One morning a long time ago I remember going into Emma’s bedroom and as she woke up, she said something to me in a long and completely articulated sentence. I was shocked to say the least. I remember telling Ariane about it but I’m not sure I could remember what Emma said by the time I told her. In fact, I no longer know for certain whether or not it really happened! Had I been dreaming? To this day, I can’t tell for sure. Given how strange it would have been for Emma to talk like that when she could barely speak at all, it seems obvious that it had to be a dream. But then again…

Regardless of whether it was ‘real’ or not, that incident became the inspiration for The Dream Palace, where Emma’s character named Daisy in the book, is able to talk perfectly in the dream world.

I’m a research nut. I enjoy the research process as much as the writing. Unfortunately, I could only find one research study of dream patterns and content in autists and it pretty much sucks. So of course, I wrote my own survey! I’m trying to get it out to autists who are willing to participate so if any readers have suggestions on how I could do that most efficiently please let me know. In the meantime, I’m rewriting the story because after reading Markram’s findings, I’m now convinced like he is, that not only does Emma sense, feel, and perceive much more intensely than us highfalutin ‘normals’ — she may indeed be much farther advanced than we are — which hopefully we will discover as her communications continues to advance so rapidly.

Bottom line? Life is good, very good. All it took was a complete shift in our perspective.

For more on our journey through Emma’s childhood of autism, go to:   Emma’s Hope Book

6 responses to “Shifts

  1. In many people the inner self is hiding. While we try to uncover it, too often we ask people we don’t know “what do you do?” as though their profession will tell us everything we need to know, or “where are you from?” as though their original location will fix them, not only geographically, but culturally as well, or “where did you go to school?” And now we’re trying to figure out whether they are educationally up to where we think they ought to be if we want to converse with them. The one question we don’t usually ask is “How much are you worth?” because we suspect that this would be rude…
    But with an autist it would never occur to ask any of these questions, and if she/he is someone in our own family, then the best we can do is to honor the beauty in our beloved. And perhaps this is the best way to uncover, not recover, the beauty that is the inner self?
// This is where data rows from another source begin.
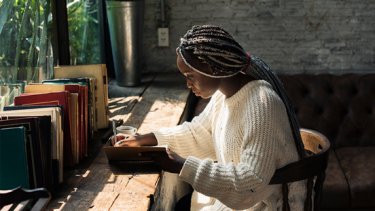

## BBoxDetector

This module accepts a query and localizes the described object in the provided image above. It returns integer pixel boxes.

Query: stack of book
[0,64,109,192]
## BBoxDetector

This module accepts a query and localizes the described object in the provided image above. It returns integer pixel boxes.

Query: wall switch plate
[158,27,169,47]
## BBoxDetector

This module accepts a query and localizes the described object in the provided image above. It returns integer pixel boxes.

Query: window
[0,0,53,84]
[67,0,103,65]
[0,0,105,84]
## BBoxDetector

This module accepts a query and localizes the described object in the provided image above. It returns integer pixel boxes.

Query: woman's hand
[111,133,158,147]
[142,148,186,174]
[111,134,140,147]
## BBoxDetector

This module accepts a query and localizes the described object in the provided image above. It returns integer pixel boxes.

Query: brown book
[14,91,74,167]
[104,145,167,163]
[65,85,84,161]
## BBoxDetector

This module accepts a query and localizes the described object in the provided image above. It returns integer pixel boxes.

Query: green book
[0,126,29,189]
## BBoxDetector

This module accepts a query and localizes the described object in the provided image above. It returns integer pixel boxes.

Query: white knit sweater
[154,80,306,211]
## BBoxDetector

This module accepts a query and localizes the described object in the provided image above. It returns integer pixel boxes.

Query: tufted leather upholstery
[280,74,375,210]
[279,74,375,148]
[192,74,375,210]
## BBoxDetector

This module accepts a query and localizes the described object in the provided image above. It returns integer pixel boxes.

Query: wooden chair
[270,128,331,211]
[0,187,51,211]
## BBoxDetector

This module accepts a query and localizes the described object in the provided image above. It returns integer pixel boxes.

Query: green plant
[67,0,101,65]
[0,0,52,84]
[0,0,102,84]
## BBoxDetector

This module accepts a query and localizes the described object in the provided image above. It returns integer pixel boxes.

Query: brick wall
[142,0,375,74]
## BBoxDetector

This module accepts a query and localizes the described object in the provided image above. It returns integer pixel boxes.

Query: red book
[14,91,74,167]
[40,81,89,159]
[24,83,87,164]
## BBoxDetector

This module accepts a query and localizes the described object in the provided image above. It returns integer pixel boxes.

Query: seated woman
[113,24,307,211]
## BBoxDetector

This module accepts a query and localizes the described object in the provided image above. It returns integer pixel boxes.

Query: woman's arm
[113,94,218,150]
[112,132,157,146]
[153,94,219,159]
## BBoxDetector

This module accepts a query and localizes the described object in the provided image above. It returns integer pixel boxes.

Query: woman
[113,25,307,210]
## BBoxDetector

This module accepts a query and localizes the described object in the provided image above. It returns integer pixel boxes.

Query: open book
[103,145,167,163]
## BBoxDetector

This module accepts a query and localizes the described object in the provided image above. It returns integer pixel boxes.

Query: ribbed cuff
[179,156,201,184]
[153,129,172,146]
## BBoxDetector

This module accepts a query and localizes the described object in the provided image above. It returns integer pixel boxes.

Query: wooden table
[46,73,190,210]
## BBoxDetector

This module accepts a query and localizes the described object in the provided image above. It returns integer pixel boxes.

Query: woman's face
[176,53,220,99]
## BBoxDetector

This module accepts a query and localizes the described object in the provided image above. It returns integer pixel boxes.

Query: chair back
[0,187,51,211]
[301,128,330,155]
[270,128,331,211]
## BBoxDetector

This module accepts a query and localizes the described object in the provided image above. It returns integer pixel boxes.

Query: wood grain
[47,72,189,210]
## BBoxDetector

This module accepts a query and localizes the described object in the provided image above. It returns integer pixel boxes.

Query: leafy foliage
[0,0,101,84]
[0,0,53,84]
[67,0,101,65]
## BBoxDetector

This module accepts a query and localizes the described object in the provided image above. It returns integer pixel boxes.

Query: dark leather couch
[191,74,375,210]
[279,74,375,211]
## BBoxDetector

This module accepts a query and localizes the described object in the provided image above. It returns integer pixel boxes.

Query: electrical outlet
[158,27,169,47]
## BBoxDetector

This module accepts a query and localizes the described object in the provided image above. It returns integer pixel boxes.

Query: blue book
[0,127,29,189]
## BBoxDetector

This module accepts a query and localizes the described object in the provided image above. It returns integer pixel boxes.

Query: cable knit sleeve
[153,94,221,160]
[179,85,290,210]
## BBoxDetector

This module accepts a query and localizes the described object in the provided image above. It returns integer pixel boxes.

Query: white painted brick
[142,0,375,73]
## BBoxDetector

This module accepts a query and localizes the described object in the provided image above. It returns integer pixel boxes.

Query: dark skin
[112,49,254,174]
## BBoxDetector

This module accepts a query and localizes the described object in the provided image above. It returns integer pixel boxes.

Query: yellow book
[54,64,109,129]
[25,83,65,93]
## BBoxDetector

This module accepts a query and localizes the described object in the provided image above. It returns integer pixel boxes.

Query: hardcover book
[42,79,91,158]
[0,116,53,190]
[0,127,29,189]
[24,83,82,163]
[54,64,109,129]
[43,78,96,137]
[14,91,74,167]
[1,107,64,183]
[104,145,167,163]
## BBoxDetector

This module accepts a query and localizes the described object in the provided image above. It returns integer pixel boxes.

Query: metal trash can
[106,0,144,86]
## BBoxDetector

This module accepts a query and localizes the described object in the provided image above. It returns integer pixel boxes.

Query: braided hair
[179,25,310,211]
[178,25,249,78]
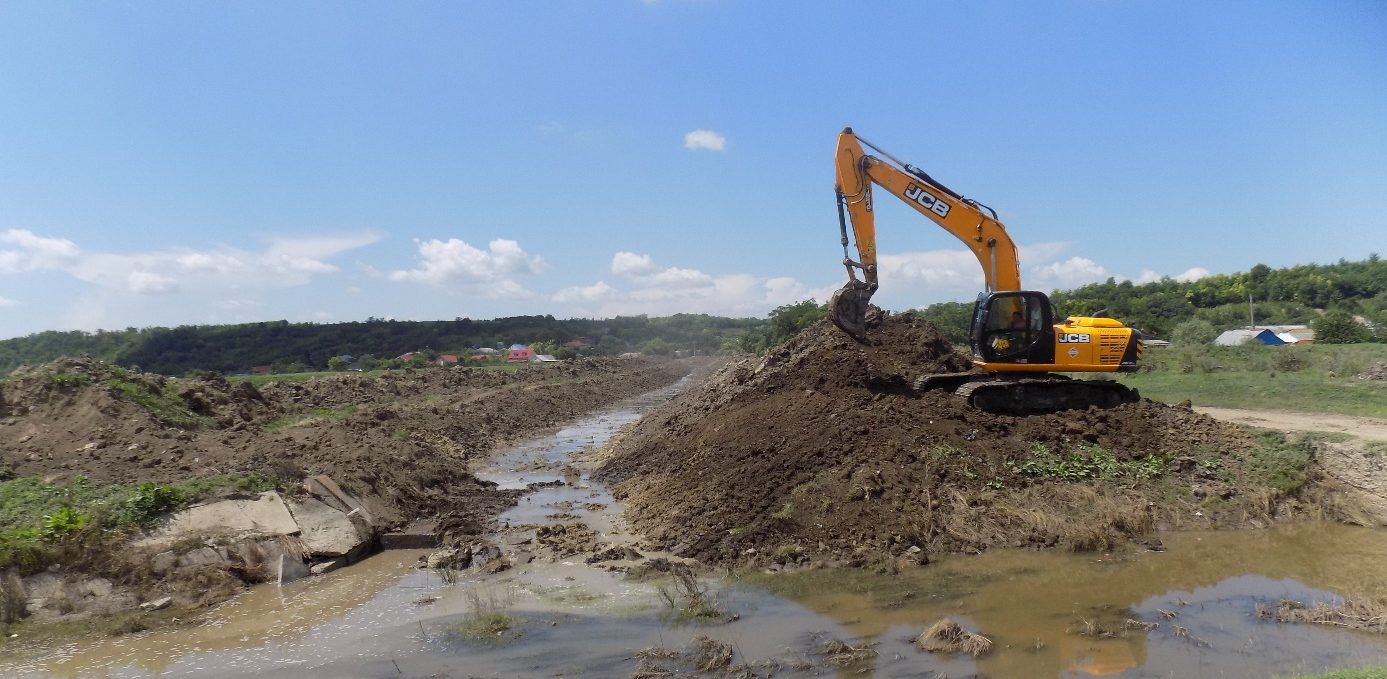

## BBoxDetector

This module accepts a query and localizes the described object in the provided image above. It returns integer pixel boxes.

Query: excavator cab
[969,291,1056,366]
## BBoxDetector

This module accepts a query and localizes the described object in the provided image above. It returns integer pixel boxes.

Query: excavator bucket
[829,280,873,341]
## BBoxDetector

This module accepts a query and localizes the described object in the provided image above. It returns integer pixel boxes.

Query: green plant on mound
[1287,668,1387,679]
[92,365,207,429]
[1245,431,1315,494]
[1009,443,1168,483]
[0,473,279,572]
[46,371,92,388]
[260,406,357,432]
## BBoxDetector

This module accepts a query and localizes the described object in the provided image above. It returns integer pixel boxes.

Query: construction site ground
[3,315,1387,677]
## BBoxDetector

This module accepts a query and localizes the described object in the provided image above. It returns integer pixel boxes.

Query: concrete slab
[276,554,310,585]
[303,475,373,525]
[381,519,438,549]
[289,497,369,557]
[138,491,299,549]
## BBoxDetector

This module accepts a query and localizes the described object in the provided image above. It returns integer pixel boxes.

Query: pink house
[507,348,535,363]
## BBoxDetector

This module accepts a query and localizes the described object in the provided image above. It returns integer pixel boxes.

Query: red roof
[439,354,458,363]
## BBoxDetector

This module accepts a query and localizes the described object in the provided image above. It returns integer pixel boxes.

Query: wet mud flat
[6,373,1387,678]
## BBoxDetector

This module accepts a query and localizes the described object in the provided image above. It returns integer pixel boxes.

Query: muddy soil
[596,311,1355,567]
[0,355,692,618]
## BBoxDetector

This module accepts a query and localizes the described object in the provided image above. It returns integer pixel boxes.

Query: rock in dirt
[289,496,371,558]
[140,596,173,611]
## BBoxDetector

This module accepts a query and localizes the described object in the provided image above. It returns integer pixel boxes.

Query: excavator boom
[828,127,1142,414]
[831,128,1022,336]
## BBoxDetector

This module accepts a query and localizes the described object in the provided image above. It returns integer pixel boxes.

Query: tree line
[0,314,761,376]
[3,256,1382,376]
[915,255,1387,344]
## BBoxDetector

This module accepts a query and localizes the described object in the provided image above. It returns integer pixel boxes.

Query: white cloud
[553,281,616,303]
[1029,256,1111,289]
[611,251,715,289]
[127,270,178,294]
[877,249,986,291]
[0,228,80,272]
[1175,266,1211,283]
[611,251,660,277]
[1136,269,1164,284]
[0,295,17,307]
[389,237,546,286]
[683,129,727,152]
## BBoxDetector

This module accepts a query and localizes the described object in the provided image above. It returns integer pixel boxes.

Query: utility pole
[1248,293,1255,330]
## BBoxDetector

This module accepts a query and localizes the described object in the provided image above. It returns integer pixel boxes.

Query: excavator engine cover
[829,280,874,341]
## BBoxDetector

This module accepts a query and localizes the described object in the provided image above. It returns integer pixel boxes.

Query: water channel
[7,380,1387,678]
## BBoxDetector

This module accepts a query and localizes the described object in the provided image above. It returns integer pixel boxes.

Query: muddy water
[8,379,1387,678]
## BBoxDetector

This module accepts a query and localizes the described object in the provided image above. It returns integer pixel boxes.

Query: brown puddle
[5,376,1387,678]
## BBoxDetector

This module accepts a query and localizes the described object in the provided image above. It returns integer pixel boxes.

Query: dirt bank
[596,311,1361,568]
[0,355,691,625]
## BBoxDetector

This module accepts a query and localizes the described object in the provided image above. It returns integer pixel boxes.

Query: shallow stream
[8,381,1387,678]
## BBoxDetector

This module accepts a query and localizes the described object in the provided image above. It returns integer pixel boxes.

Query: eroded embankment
[596,312,1370,568]
[0,355,691,627]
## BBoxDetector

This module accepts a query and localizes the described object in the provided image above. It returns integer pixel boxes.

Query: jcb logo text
[904,183,950,218]
[1058,333,1091,343]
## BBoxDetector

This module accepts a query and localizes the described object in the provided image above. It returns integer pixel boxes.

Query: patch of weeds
[261,406,358,432]
[1247,431,1315,494]
[450,588,518,643]
[40,506,90,538]
[774,543,800,561]
[1009,443,1167,482]
[46,371,92,388]
[769,502,794,524]
[102,367,206,429]
[657,564,724,622]
[692,636,734,672]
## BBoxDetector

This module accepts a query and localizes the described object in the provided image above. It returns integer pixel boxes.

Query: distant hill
[0,314,761,377]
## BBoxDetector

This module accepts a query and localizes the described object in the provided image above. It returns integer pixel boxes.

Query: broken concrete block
[381,519,438,549]
[137,491,299,549]
[303,475,373,526]
[309,559,344,576]
[177,547,227,568]
[150,551,177,575]
[140,596,172,611]
[276,554,310,585]
[289,497,370,557]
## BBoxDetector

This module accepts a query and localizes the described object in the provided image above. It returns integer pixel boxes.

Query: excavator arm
[831,127,1023,338]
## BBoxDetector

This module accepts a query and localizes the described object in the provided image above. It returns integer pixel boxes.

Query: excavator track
[914,373,1139,415]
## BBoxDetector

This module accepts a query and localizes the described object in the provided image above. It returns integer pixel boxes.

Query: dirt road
[1195,406,1387,442]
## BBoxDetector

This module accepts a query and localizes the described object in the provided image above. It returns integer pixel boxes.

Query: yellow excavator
[829,127,1142,414]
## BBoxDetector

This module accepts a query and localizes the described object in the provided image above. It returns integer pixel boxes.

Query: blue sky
[1,1,1384,338]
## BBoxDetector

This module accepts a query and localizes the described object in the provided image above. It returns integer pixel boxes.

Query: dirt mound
[597,312,1277,567]
[1357,361,1387,382]
[3,356,690,529]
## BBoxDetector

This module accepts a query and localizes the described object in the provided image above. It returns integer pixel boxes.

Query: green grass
[1286,668,1387,679]
[1007,443,1168,482]
[100,366,207,428]
[0,474,277,571]
[1120,343,1387,418]
[1243,431,1315,493]
[261,406,358,432]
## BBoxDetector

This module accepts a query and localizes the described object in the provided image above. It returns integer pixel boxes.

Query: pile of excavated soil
[597,311,1314,568]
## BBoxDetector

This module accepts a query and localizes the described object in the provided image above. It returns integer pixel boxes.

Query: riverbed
[8,380,1387,679]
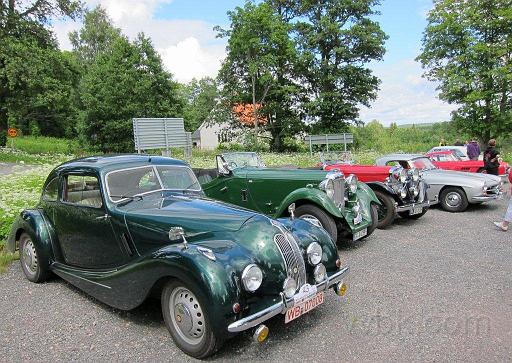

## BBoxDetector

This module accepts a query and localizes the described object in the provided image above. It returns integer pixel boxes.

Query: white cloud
[53,0,225,83]
[359,59,456,125]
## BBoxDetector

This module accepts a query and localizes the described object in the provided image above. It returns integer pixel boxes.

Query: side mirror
[288,203,296,220]
[216,155,231,176]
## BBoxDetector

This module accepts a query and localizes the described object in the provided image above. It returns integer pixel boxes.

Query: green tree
[216,1,303,151]
[290,0,387,133]
[69,6,122,67]
[181,77,219,131]
[417,0,512,143]
[0,0,82,143]
[79,34,183,152]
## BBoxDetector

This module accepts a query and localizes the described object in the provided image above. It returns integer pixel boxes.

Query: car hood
[122,194,257,234]
[423,168,501,186]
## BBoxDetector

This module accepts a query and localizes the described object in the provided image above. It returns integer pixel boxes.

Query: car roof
[54,154,188,174]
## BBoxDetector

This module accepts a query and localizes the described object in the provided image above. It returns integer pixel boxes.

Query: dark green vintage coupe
[7,155,349,358]
[194,152,380,245]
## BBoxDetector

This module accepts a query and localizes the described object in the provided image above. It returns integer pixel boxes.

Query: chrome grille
[333,176,345,208]
[274,233,307,288]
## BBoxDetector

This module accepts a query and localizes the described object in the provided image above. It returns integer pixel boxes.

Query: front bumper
[471,191,503,202]
[396,200,430,213]
[227,266,349,333]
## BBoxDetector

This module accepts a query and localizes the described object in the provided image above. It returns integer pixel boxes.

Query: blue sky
[54,0,455,125]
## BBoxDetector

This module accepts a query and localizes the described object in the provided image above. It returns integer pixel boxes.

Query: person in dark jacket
[466,139,480,160]
[483,139,500,175]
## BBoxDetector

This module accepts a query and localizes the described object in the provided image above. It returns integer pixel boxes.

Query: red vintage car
[321,160,430,229]
[425,150,510,177]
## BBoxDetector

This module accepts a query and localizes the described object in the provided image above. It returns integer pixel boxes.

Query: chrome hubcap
[170,287,205,345]
[445,192,461,207]
[22,239,38,275]
[299,214,323,228]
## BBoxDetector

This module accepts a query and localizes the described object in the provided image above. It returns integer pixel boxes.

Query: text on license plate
[285,292,324,324]
[410,205,423,215]
[353,228,367,240]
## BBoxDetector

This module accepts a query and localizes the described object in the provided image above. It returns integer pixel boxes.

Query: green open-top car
[194,152,380,245]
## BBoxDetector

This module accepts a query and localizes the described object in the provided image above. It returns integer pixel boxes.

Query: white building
[192,121,233,150]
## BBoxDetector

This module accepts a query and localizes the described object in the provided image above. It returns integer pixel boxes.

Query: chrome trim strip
[227,266,349,333]
[53,268,112,290]
[471,192,503,202]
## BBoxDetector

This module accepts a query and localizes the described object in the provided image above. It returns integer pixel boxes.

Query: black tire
[398,208,428,220]
[161,279,219,359]
[366,203,379,237]
[19,232,49,283]
[295,204,338,243]
[439,187,469,212]
[373,190,396,229]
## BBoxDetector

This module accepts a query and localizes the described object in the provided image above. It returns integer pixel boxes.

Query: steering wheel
[227,161,238,170]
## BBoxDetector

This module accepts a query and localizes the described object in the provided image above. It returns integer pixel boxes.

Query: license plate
[410,205,423,215]
[353,213,363,224]
[285,292,324,324]
[353,228,367,240]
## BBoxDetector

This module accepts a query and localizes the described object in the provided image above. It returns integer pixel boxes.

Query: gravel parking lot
[1,195,511,362]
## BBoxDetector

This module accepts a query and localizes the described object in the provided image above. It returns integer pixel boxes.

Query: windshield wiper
[110,194,144,206]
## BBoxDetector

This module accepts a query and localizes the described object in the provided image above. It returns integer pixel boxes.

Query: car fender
[356,182,381,206]
[7,209,55,268]
[273,187,343,218]
[364,181,396,201]
[147,244,244,338]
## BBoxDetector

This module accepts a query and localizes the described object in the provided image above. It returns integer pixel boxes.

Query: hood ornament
[288,203,296,220]
[169,226,188,249]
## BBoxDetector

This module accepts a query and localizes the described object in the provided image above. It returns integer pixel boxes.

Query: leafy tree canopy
[79,34,183,152]
[417,0,512,143]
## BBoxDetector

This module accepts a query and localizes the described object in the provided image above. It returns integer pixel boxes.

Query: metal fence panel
[133,118,191,153]
[305,133,353,155]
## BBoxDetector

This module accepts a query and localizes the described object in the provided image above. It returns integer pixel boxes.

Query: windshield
[106,165,201,202]
[430,153,458,162]
[410,157,436,170]
[222,152,265,168]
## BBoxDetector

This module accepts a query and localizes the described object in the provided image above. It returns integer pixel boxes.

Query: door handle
[241,189,248,202]
[96,214,110,221]
[220,186,228,192]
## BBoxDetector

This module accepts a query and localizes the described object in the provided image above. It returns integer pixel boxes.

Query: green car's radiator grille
[333,177,345,208]
[274,233,307,288]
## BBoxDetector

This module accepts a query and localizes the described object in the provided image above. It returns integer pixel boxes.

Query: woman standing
[493,172,512,232]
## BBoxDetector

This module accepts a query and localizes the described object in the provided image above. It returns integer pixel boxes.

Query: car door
[53,172,129,269]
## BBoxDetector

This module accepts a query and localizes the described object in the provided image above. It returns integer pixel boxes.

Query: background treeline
[1,0,511,153]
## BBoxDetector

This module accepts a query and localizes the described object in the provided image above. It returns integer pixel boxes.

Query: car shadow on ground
[39,268,346,360]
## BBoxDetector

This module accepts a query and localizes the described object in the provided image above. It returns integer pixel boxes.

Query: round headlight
[400,188,407,198]
[306,242,322,265]
[242,264,263,292]
[411,168,420,182]
[399,169,408,183]
[346,174,358,193]
[313,264,327,283]
[319,178,335,199]
[283,277,297,298]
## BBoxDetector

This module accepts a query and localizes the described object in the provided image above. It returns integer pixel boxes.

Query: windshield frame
[221,152,265,169]
[410,157,437,170]
[104,164,202,204]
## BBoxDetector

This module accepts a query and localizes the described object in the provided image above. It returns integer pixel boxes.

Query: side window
[42,177,59,201]
[64,175,103,208]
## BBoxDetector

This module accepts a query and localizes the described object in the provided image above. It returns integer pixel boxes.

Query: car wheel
[19,232,49,283]
[295,204,338,244]
[373,190,396,229]
[365,203,379,237]
[162,280,218,359]
[439,187,469,212]
[398,208,428,220]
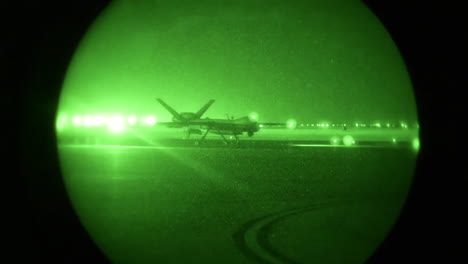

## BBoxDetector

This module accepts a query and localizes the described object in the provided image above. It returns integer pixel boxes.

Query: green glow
[330,136,340,145]
[56,114,68,131]
[142,115,157,126]
[56,122,65,132]
[93,115,106,126]
[55,1,420,263]
[392,138,397,143]
[57,114,68,126]
[259,124,264,128]
[386,123,390,127]
[72,115,82,126]
[84,115,93,127]
[412,138,420,152]
[375,123,381,128]
[127,115,137,126]
[287,119,297,129]
[342,135,354,146]
[248,112,259,122]
[108,116,125,132]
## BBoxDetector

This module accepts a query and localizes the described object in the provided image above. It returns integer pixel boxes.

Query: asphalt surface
[58,138,417,263]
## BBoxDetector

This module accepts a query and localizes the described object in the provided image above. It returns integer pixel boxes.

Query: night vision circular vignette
[56,1,420,263]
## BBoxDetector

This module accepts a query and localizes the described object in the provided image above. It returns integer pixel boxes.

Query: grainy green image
[56,0,420,263]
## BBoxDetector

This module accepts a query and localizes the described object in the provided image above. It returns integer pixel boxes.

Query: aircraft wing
[154,122,185,128]
[187,120,239,130]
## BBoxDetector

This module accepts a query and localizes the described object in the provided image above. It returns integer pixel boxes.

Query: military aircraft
[155,98,284,145]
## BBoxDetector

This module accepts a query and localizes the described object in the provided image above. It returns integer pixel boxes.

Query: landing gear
[197,127,240,147]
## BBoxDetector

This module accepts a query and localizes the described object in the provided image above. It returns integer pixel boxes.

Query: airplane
[156,98,214,124]
[155,98,284,145]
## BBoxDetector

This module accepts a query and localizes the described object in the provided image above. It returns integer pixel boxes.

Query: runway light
[84,115,93,127]
[93,115,106,126]
[56,114,68,131]
[412,138,420,152]
[127,115,137,126]
[72,115,82,126]
[56,122,65,132]
[146,115,157,126]
[343,135,354,146]
[286,119,297,129]
[330,136,340,145]
[108,116,125,132]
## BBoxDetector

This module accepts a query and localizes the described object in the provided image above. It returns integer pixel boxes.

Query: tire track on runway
[233,200,342,264]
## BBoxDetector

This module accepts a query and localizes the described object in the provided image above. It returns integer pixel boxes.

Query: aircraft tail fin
[195,99,215,118]
[156,98,184,121]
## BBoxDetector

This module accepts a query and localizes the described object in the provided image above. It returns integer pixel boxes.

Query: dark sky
[59,0,418,124]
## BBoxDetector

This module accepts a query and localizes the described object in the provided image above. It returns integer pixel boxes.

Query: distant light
[343,135,354,146]
[72,115,82,126]
[259,124,264,128]
[145,115,157,126]
[108,116,125,132]
[386,123,390,127]
[93,115,105,126]
[56,114,68,130]
[300,124,304,127]
[57,114,68,125]
[330,136,340,145]
[56,122,65,132]
[249,112,259,122]
[84,115,93,126]
[311,124,314,126]
[376,123,381,128]
[355,123,359,127]
[326,124,329,127]
[127,115,137,126]
[286,119,297,129]
[412,138,420,152]
[392,138,397,143]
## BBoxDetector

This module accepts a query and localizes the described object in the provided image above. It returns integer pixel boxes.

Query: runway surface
[58,131,418,263]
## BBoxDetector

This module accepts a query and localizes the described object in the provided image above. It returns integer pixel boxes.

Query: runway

    Someday we may all be surprised by the joy that we find within the unknown.

  2. Hi Richard,
    Speaking about synchronicity… I follow regularly Ariane’s blog, I find it very interesting and instructive. My son was born on the same day as Emma, January 17, 2002 and he is autistic too. He struggles with words, but recently he expressed something interesting about his dreams. Namely, he told me that he would like to still my dreams, as he doesn’t like his own dreams. He couldn’t explain what exactly he does not like about his dreams, but somehow he thinks that my dreams are better. I tried to talk to his doctor, but she dismissed that as not very important. On a contrary, I find it reassuring that he at least can make a distinction between dreams and reality, something I wasn’t sure about until recently.
    Maja

  3. Maja — thanks for writing. Sorry to hear your son is having bad dreams but it’s great that he can communicate that to you. Emma has never spoken about her dreams until recently when I asked her what she dreams about and she said, “The sun.” Surprised to hear that I asked if she dreamt of anything else. “Darkness,” she said. I have no idea what to make of that but it’s certainly interesting!

  4. Maja – So good to hear from you and it’s always nice to hear that others like reading the blog. I was struck by how your son told you he wanted to “steal” your dreams. It’s such a poetic way of speaking. Really beautiful.